As a starting point, there is a lack of agreement amongst the parties and some uncertainty about whether challenges to the rule are supposed to be filed in the first level of the federal courts (“district courts”) or the intermediate level (“circuit courts”).  Given that, virtually all of the parties challenging the rule have filed both in the circuits and the district courts.  The result is that there have been 16 circuit court challenges filed in 8 courts, and 15 district court challenges filed in 13 courts.

So, what has happened?

All of the challenges filed in circuit courts were consolidated  — as federal rules require — in the U.S. Court of Appeals for the 6th Circuit (which was selected by lottery).  The district court cases followed varied paths.  Some were put on hold while the government asked a special federal body — the Panel on Multidistrict Litigation — to transfer and consolidate the cases in a single location.  Others were dismissed or requests for stays of the rule were rejected on the ground that the 6th Circuit is the only court with authority to hear the cases.  One — in the District of North Dakota — granted a stay of the rule until the case can be fully heard; that stay applied to the 13 states that sued in that court.

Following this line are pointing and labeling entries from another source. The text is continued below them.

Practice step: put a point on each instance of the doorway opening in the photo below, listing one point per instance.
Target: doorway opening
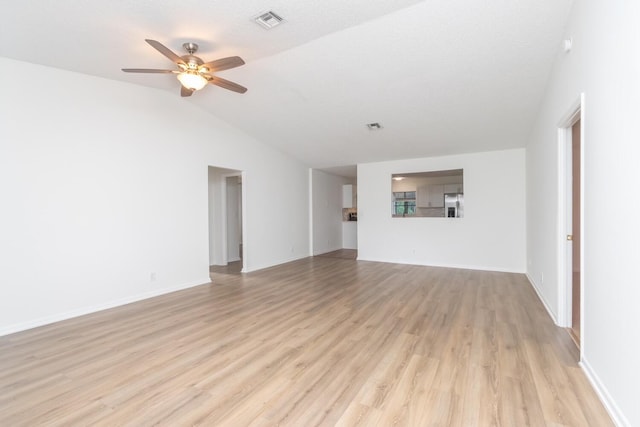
(226, 220)
(571, 242)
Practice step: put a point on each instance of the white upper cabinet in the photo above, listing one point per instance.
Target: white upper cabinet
(452, 188)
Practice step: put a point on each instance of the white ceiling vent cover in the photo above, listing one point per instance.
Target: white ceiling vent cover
(269, 20)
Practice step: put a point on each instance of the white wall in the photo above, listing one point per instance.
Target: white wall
(327, 211)
(491, 236)
(604, 65)
(104, 183)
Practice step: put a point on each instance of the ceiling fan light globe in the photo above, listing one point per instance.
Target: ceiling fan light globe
(192, 80)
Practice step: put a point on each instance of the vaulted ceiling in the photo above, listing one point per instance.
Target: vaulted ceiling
(440, 76)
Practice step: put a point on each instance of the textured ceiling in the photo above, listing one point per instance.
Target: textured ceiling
(442, 77)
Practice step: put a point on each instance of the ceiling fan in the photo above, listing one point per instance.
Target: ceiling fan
(193, 73)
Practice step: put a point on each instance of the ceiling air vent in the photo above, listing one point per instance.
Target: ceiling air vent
(269, 20)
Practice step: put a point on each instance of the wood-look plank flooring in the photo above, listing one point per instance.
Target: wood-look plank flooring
(317, 342)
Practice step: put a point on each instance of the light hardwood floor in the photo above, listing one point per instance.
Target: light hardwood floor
(320, 341)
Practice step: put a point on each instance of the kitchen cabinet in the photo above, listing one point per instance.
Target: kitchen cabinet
(430, 196)
(453, 188)
(350, 235)
(349, 198)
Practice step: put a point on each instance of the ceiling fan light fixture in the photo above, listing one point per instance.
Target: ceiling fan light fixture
(192, 80)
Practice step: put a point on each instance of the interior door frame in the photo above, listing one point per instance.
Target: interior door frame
(225, 250)
(565, 292)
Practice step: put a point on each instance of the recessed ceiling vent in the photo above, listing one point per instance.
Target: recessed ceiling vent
(269, 20)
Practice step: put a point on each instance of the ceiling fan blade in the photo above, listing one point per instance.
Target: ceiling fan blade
(147, 70)
(218, 81)
(223, 63)
(165, 51)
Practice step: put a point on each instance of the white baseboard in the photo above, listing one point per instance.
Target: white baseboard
(46, 320)
(460, 266)
(544, 302)
(614, 411)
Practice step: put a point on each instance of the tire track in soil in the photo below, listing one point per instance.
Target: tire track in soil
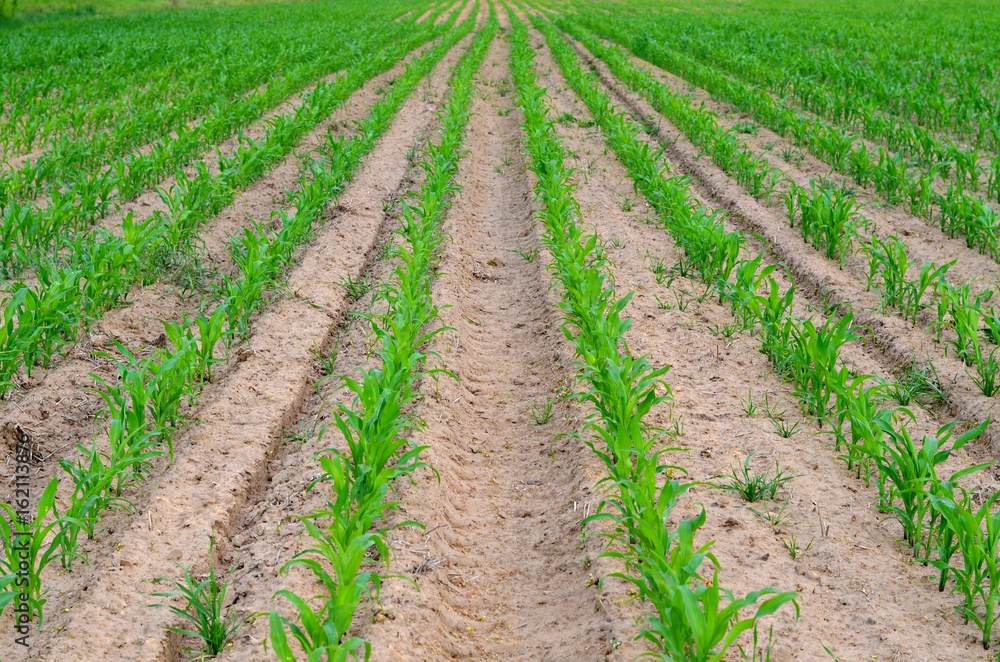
(498, 568)
(898, 341)
(846, 570)
(224, 458)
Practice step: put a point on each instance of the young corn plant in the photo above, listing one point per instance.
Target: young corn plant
(213, 621)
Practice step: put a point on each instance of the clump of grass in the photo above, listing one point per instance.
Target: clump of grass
(542, 413)
(793, 547)
(753, 485)
(213, 623)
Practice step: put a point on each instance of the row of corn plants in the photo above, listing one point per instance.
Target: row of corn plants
(956, 210)
(853, 68)
(693, 617)
(898, 134)
(148, 400)
(36, 234)
(135, 78)
(106, 160)
(37, 322)
(829, 219)
(875, 438)
(351, 526)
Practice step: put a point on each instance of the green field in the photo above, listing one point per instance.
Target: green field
(780, 219)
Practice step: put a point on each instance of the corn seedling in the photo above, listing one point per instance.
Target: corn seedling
(214, 622)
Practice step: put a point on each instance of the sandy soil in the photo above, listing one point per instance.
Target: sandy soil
(503, 568)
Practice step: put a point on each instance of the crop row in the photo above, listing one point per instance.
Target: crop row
(351, 525)
(37, 322)
(832, 222)
(694, 618)
(138, 78)
(144, 403)
(943, 87)
(955, 210)
(937, 514)
(82, 194)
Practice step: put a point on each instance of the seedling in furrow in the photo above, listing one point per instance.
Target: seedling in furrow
(688, 621)
(753, 485)
(214, 622)
(29, 545)
(374, 425)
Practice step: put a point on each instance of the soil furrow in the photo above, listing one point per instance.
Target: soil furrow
(498, 569)
(223, 458)
(817, 277)
(859, 565)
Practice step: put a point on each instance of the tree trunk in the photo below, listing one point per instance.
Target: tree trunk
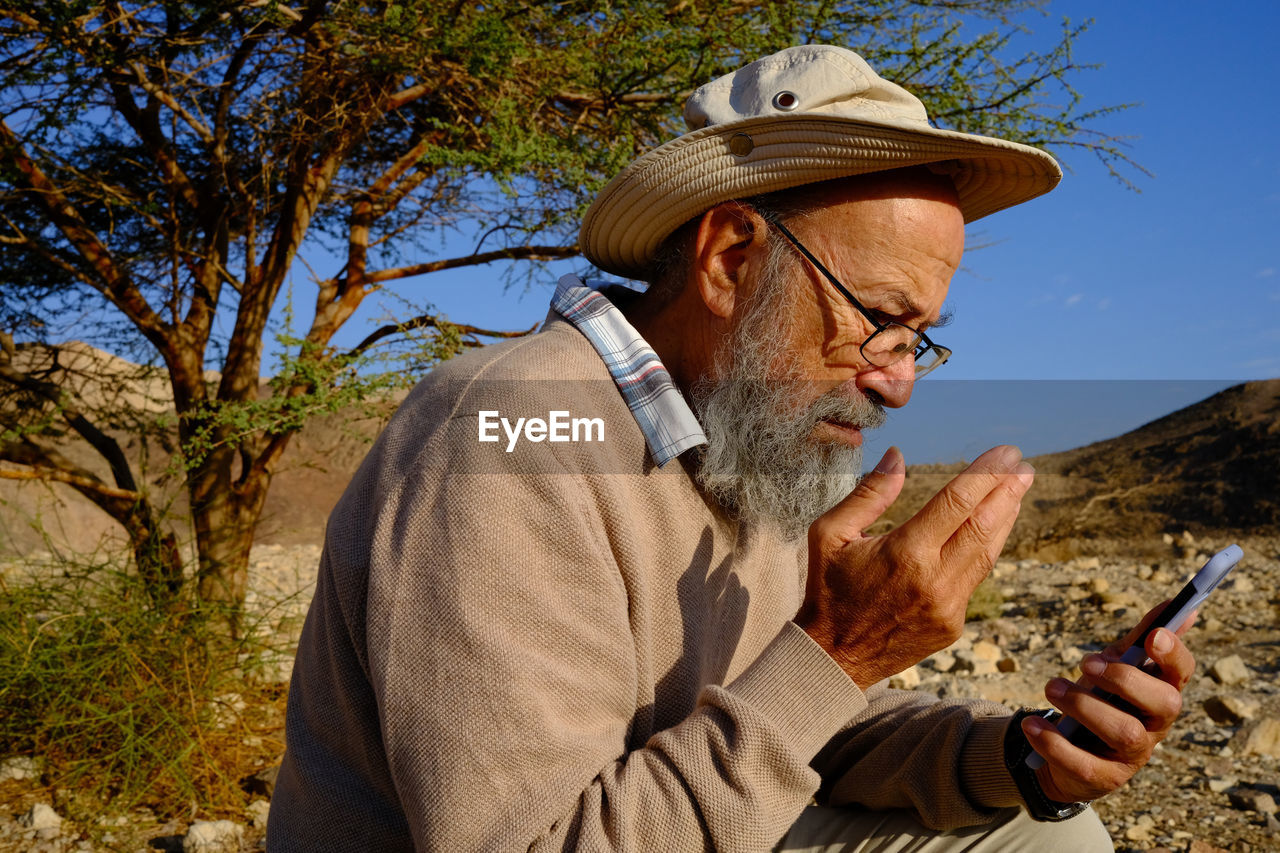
(224, 514)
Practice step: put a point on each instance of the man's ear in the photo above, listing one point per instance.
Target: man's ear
(728, 237)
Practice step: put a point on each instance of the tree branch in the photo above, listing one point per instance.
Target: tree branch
(113, 282)
(426, 322)
(521, 252)
(78, 480)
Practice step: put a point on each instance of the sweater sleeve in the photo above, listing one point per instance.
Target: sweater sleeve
(910, 749)
(503, 665)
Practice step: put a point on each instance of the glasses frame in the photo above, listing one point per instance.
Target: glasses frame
(922, 347)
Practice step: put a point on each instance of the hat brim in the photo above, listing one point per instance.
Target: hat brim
(680, 179)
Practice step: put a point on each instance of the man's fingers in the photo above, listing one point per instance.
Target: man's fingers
(981, 538)
(1119, 647)
(938, 520)
(867, 502)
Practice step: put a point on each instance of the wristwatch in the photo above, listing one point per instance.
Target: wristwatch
(1016, 748)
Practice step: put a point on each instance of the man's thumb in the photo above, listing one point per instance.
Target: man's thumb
(868, 501)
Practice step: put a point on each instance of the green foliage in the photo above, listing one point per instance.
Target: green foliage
(122, 699)
(163, 167)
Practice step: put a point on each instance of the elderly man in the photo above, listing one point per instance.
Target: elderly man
(667, 630)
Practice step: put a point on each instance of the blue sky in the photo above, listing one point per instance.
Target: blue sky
(1133, 304)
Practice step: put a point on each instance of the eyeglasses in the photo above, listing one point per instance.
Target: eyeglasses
(890, 342)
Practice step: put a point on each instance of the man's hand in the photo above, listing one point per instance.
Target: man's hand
(1070, 774)
(878, 605)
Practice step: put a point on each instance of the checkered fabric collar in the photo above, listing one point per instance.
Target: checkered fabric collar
(659, 409)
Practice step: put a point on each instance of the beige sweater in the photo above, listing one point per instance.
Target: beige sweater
(565, 647)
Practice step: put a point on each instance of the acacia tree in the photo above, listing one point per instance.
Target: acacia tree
(163, 165)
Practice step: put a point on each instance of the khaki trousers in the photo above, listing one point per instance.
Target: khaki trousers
(846, 830)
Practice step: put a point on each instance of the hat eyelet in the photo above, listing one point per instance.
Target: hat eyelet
(741, 145)
(786, 101)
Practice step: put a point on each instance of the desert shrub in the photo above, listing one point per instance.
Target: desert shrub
(128, 702)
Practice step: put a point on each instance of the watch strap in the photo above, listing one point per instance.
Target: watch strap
(1016, 748)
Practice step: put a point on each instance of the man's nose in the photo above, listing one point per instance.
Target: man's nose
(892, 383)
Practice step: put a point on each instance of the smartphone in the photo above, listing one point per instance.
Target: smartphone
(1173, 617)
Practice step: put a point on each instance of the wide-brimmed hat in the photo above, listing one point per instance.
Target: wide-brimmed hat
(800, 115)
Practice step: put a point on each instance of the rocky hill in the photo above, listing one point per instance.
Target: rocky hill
(1212, 468)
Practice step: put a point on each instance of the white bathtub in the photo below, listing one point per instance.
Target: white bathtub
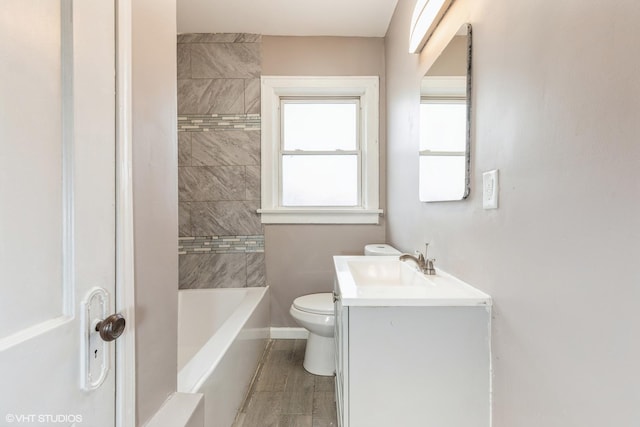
(222, 334)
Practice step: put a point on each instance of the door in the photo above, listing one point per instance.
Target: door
(57, 202)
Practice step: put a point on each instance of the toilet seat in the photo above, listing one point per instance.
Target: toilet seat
(315, 303)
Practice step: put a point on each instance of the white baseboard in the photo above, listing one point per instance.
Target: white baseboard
(289, 333)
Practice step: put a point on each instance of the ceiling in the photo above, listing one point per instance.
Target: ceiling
(357, 18)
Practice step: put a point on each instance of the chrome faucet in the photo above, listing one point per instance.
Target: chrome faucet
(424, 265)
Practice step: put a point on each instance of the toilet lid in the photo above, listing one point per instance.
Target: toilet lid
(315, 303)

Since the North Dakota stay, a few major things happened.  First, the states that filed in the Southern District of Georgia have appealed that court’s decision that it lacks authority to decide the case; that case is pending in the U.S. Court of Appeals for the Eleventh Circuit.  Second, after challengers sought a stay from the Sixth Circuit and also asked that court to dismiss the cases because they believe the challenges belong in the district courts, the Sixth Circuit ordered briefing on both a stay and its authority to hear the case, in that order.  Unfortunately, the 6th Circuit decided a week and a half ago that a stay is appropriate, at least until it resolves the question of which court should hear the cases.  Third, the Multidistrict Litigation Panel rejected the government’s request to transfer and consolidate all the district court cases, leaving those to proceed forward.

What comes next?

This is very difficult to predict.  Some parties may challenge the 6th Circuit’s stay as inappropriate, especially prior to ruling on its authority to hear the case in the first instance.  The Sixth Circuit will have a hearing about the authority question on December 8th, after which it could decide it has the authority to hear the case and — barring some other challenge — will presumably keep the stay of the rule in place until it ultimately decides the actual legal issues in the case.  If the 6th Cir. decides it’s the right place, I expect at least some of the district courts will either indefinitely postpone their cases or dismiss them, but some probably won’t.  The court in North Dakota, for instance, has already determined that the district courts should have these cases, so I expect that case will continue on.  Also, the Eleventh Circuit could decide that the Georgia case was wrongly decided and that the district courts have authority to hear the case, in which case at least that Georgia litigation will continue.  If the Sixth and Eleventh Circuits disagree about which level of the courts is the right one for these challenges, I would not be surprised if the government or some challengers, or both, ask the Supreme Court to resolve the question.

At least while the stay is in place, the agencies can’t enforce the rule, so jurisdictional determinations and enforcement cases for the time being will need to be based on the pre-rule guidelines from the Bush administration.  However, I can’t think of any reason that the agencies couldn’t continue to prepare for the rule to be enforced if/when it is upheld in court.

What’s the big picture?

In light of all of this, the major takeaway — in my opinion — is that we’re a long way from getting to final resolution of the legal issues in the cases.  For now, we’ve had a lot of preliminary wranglings, but only a couple of them have considered the core legal issues, and even those were tangential and based on a less-than-complete record and less-than-robust briefing.  This is a long way from lost.  When the smoke clears, I remain confident that the rule’s central provisions — those based on the enormous scientific record and grounded in the Supreme Court’s decisions — will be upheld.

Futhermore, EPA officials have also expressed their confidence in the science and legal foundation of the rule, and are working with the Corps in the interim to make sure the connectivity science and the transparency/jd/NJD posting improvements agreed to will move forward.  This means we should be able to to better document jds/njds under the pre-rule scenario and hopefully hold the Corps and EPA more accountable for better determinations.